The cost of higher education has been steadily rising for decades, and it has reached a point where it now exceeds median household incomes in the US. While this snowballing cost can be attributed to a number of factors that are beyond the scope of this article, post-secondary education is still a good investment, albeit an expensive one. We will go over some tips that help you raise funds for your student’s college education but before that let’s break down the cost of college and take a closer look at its components.
The Cost of College
Let’s start with the cost of attendance (COA) which is an estimate of all of your student’s expenses for attending one year of college. How this cost is calculated largely depends on the institution. Usually, COAs are broken down into direct billable costs such as tuition and fees and indirect costs which are expenses related to the student’s education that are not charged directly such as transportation and books.
According to the College Board’s Trends in College Pricing and Student Aid 2021 report, the estimated yearly costs which include tuition, fees, room, and board for a public four-year in-state institution was $22,690 in the 2021-22 academic year. And, for a public four-year out-of-state institution and a four-year private nonprofit intuition, the amounts were respectively $39,510 and $51,690. For a detailed breakdown of college pricing, refer to the official report here.
It is very important to know how you are going to approach paying for your student’s education in advance. Here are some of the different options that may help you do it.
Submit the FAFSA
The Free Application for Federal Student Aid is an initiative from the federal government that lets students apply for financial assistance to help pay for direct and indirect college expenses. This financial assistance can be in the form of loans, grants, and work-study funds. The form—which does not take more than 30 minutes to complete—requires you to provide financial information regarding your income, assets, and benefits. This information then is used to calculate your EFC or Expected Family Contribution via a formula set in the law. EFC is one of the factors that help determine your eligibility for financial aid along with the cost of attendance of your target institution, and your enrollment status.

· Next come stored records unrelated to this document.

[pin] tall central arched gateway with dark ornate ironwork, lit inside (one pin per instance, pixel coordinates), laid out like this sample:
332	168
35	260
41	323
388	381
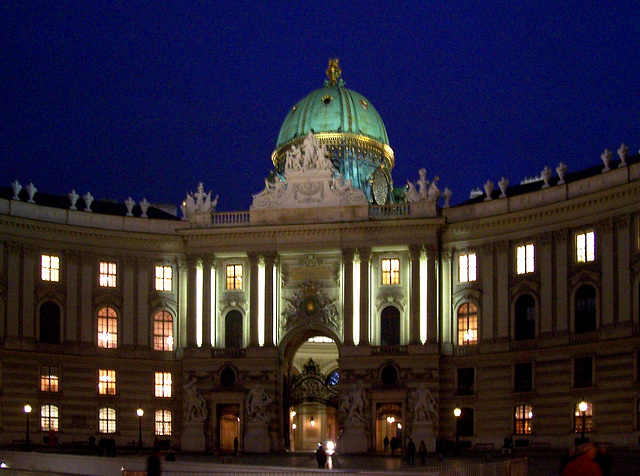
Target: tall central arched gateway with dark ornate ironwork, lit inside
312	391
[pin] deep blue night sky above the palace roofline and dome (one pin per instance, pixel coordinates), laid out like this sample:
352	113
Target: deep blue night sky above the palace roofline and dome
146	99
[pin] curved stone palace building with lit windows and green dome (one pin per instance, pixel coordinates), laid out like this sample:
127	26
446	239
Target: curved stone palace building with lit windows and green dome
338	307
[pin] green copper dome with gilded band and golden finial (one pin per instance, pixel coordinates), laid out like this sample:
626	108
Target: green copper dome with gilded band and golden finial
350	128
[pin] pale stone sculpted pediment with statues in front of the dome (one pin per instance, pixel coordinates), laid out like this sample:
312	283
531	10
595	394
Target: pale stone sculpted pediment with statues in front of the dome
309	180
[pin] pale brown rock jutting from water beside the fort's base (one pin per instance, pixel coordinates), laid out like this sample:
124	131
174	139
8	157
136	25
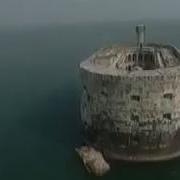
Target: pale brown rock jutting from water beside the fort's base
93	160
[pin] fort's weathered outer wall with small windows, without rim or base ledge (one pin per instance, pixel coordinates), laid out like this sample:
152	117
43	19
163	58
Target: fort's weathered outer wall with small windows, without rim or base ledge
131	112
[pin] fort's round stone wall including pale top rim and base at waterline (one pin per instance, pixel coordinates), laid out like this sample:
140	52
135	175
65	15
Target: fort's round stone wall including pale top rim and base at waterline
134	115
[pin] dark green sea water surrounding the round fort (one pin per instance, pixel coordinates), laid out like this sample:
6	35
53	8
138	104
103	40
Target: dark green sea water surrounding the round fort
39	99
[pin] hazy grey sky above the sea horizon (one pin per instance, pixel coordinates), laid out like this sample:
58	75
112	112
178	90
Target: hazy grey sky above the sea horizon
22	12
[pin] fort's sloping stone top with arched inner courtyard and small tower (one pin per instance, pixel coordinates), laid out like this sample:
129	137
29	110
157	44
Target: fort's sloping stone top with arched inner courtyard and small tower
128	59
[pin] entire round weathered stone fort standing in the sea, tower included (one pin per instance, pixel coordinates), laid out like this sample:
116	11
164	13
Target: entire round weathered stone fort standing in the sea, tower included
130	103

If you are eligible, the amount that you receive is calculated by the college you will be attending. They start by estimating your COA based on the tuitions, fees, and the cost of room and board, books, transportation, supplies, loan fees, and other expenses. Then, your EFC is simply subtracted from your COA to determine how much financial aid you need to receive.
Because the applicants’ financial circumstances can change, students need to file it each year. Submitting the FAFSA form should be the first thing on your list, even if you think you are not going to qualify for it.
Choose Your School Carefully
When choosing a school to attend, it is very important that you choose an option that fits your financial situation. As we saw earlier, the prices for these institutions can vary by a large margin. You can determine a college’s affordability by using their Net Price Calculator (NPC) that can usually be found on their website. These calculators provide you with a clear picture of the costs associated with attending their respective colleges.
Keep in mind that lower prices don’t automatically mean worse options. Conversely, some of the more expensive colleges are more generous with financial aid which may make them more affordable for you than schools with lower sticker prices. Also, a community college is a viable choice too, as these colleges provide higher education at a reasonable price and serve as a pathway to four-year colleges and universities.
Understandably you may consider taking out a private loan as savings and financial assistance sometimes are not enough to cover the whole bill. In doing so, carefully research all of your available options, compare loan rates, and consider your family’s circumstances and preferences in the process to make sure that the one you opt for best fits your family situation. Also, for private loans, you may want to consider adding a co-signer. Having a co-signer in many cases can improve the chance of securing a loan and may help the borrower qualify for lower interest rates. Additionally, a general rule of thumb to keep in mind is that your total debt should not exceed the salary you expect to earn the first year after your college. You can get an estimate of post-graduation salaries at the U.S. Bureau of Labor Statistics.
Last but certainly not least, working at a part-time job as a student can be a tremendous help in paying for college-related expenses. On top of that, it will allow you to take out less in student loans. There have been many cases where students worked throughout their college years and were able to pay for their entire education.